Indramayu,Kicaunews.com- Dinas Komunikasi dan Informatika (Diskominfo) Kabupaten Indramayu mengikuti pembukaan Bimbingan Teknis (Bimtek) Monitoring dan Evaluasi (Monev) Penerapan Undang-Undang Keterbukaan Informasi pada Badan Publik di Jawa Barat Tahun 2026 yang diselenggarakan secara daring oleh Komisi Informasi (KI) Provinsi Jawa Barat dari Kantor Diskominfo Kabupaten Indramayu, Jumat (10/7/2026).
Kegiatan tersebut diikuti Kepala Diskominfo Kabupaten Indramayu Suwenda didampingi Kepala Bidang Informasi dan Komunikasi Publik Dedy Suprayogi beserta jajarannya.
Bimtek dilaksanakan sebagai tahapan awal pelaksanaan Monitoring dan Evaluasi Penerapan Undang-Undang Keterbukaan Informasi pada Badan Publik di Jawa Barat Tahun 2026.
Ketua Komisi Informasi Provinsi Jawa Barat Husni Farhani Mubarok dalam sambutannya mengatakan, kegiatan tersebut merupakan tindak lanjut dari peluncuran Monitoring dan Evaluasi Keterbukaan Informasi Publik yang sebelumnya telah dilaksanakan oleh KI Provinsi Jawa Barat.
Menurutnya, pelaksanaan monitoring dan evaluasi merupakan amanat Undang-Undang Nomor 14 Tahun 2008 tentang Keterbukaan Informasi Publik beserta regulasi turunannya yang mewajibkan setiap badan publik melaksanakan keterbukaan informasi secara optimal.

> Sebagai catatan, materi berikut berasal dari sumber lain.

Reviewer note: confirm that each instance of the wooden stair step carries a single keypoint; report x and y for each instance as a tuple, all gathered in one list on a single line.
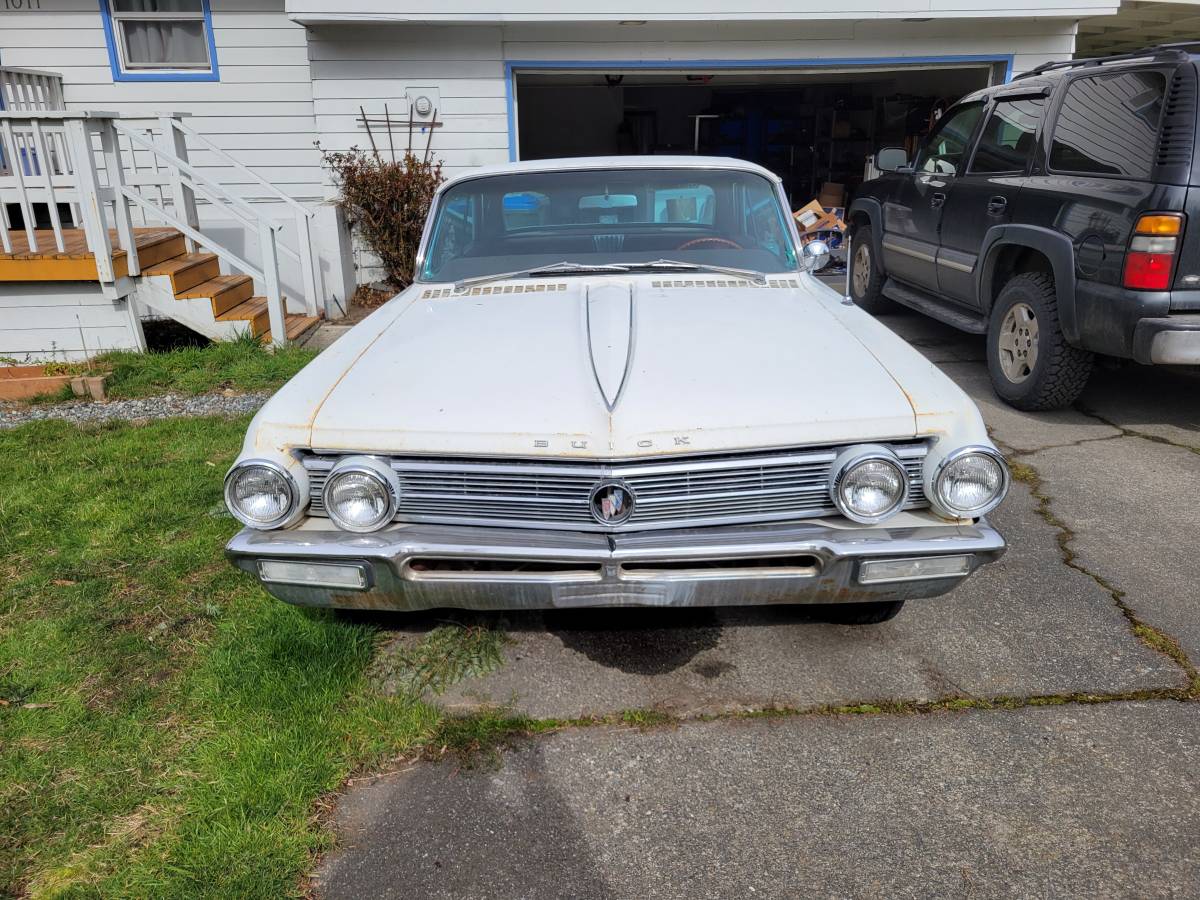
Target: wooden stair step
[(293, 327), (159, 247), (253, 311), (225, 291), (189, 270)]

Husni menjelaskan, di Jawa Barat, pelaksanaan keterbukaan informasi juga mengacu pada Peraturan Daerah Provinsi Jawa Barat Nomor 11 Tahun 2011 tentang Transparansi, Partisipasi, dan Akuntabilitas dalam Penyelenggaraan Pemerintahan Daerah yang menekankan prinsip transparansi, partisipasi, dan akuntabilitas dalam penyelenggaraan pelayanan publik.
“Melalui tema ‘Mewujudkan Kesejahteraan Rakyat melalui Keterbukaan Informasi Publik Menuju Jabar Istimewa’, kami berharap keterbukaan informasi tidak hanya berhenti pada pemenuhan aspek prosedural, tetapi juga menjadi bagian dari upaya meningkatkan kualitas pelayanan publik dan mendukung terwujudnya visi Jawa Barat Istimewa,” ujarnya.

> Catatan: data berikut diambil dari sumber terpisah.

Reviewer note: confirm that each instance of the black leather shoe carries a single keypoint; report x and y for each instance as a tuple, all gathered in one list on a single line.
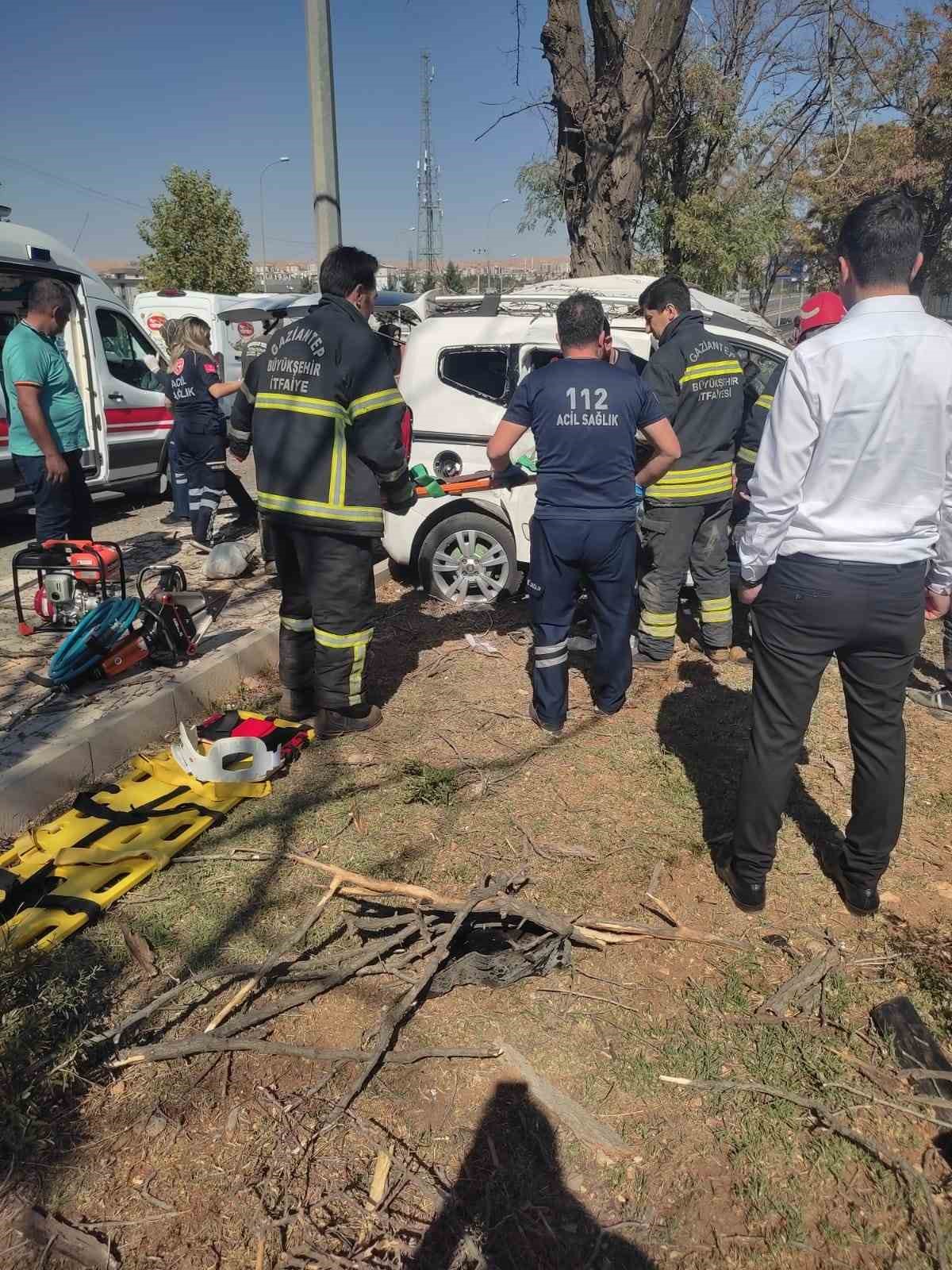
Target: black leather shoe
[(862, 901), (748, 897)]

Usai mengikuti kegiatan, Kepala Diskominfo Kabupaten Indramayu Suwenda menyampaikan apresiasi atas penyelenggaraan Bimtek tersebut.
Menurutnya, kegiatan ini menjadi bekal penting bagi badan publik dalam memahami mekanisme monitoring dan evaluasi sekaligus memperkuat implementasi keterbukaan informasi di daerah.
“Kami menyambut baik pelaksanaan monitoring dan evaluasi ini sebagai bagian dari upaya mendorong terwujudnya pemerintahan yang semakin transparan, akuntabel, dan memberikan pelayanan informasi publik yang lebih baik kepada masyarakat,” katanya.
Selain penyampaian kebijakan, peserta juga mendapatkan penjelasan teknis mengenai pelaksanaan monitoring dan evaluasi dari Komisioner KI Provinsi Jawa Barat Bidang Kelembagaan, Yadi Supriadi. Materi yang disampaikan meliputi tahapan pelaksanaan, mekanisme penilaian, hingga kelengkapan dokumen yang perlu dipersiapkan oleh masing-masing badan publik.
Monitoring dan Evaluasi Penerapan Undang-Undang Keterbukaan Informasi pada Badan Publik Tahun 2026 diikuti oleh 170 badan publik di Jawa Barat, yang meliputi pemerintah kabupaten/kota, perangkat daerah Pemerintah Provinsi Jawa Barat, biro Sekretariat Daerah Provinsi Jawa Barat, instansi vertikal tingkat provinsi, BUMD Provinsi Jawa Barat, lembaga pemerintah nonstruktural, serta partai politik tingkat Provinsi Jawa Barat.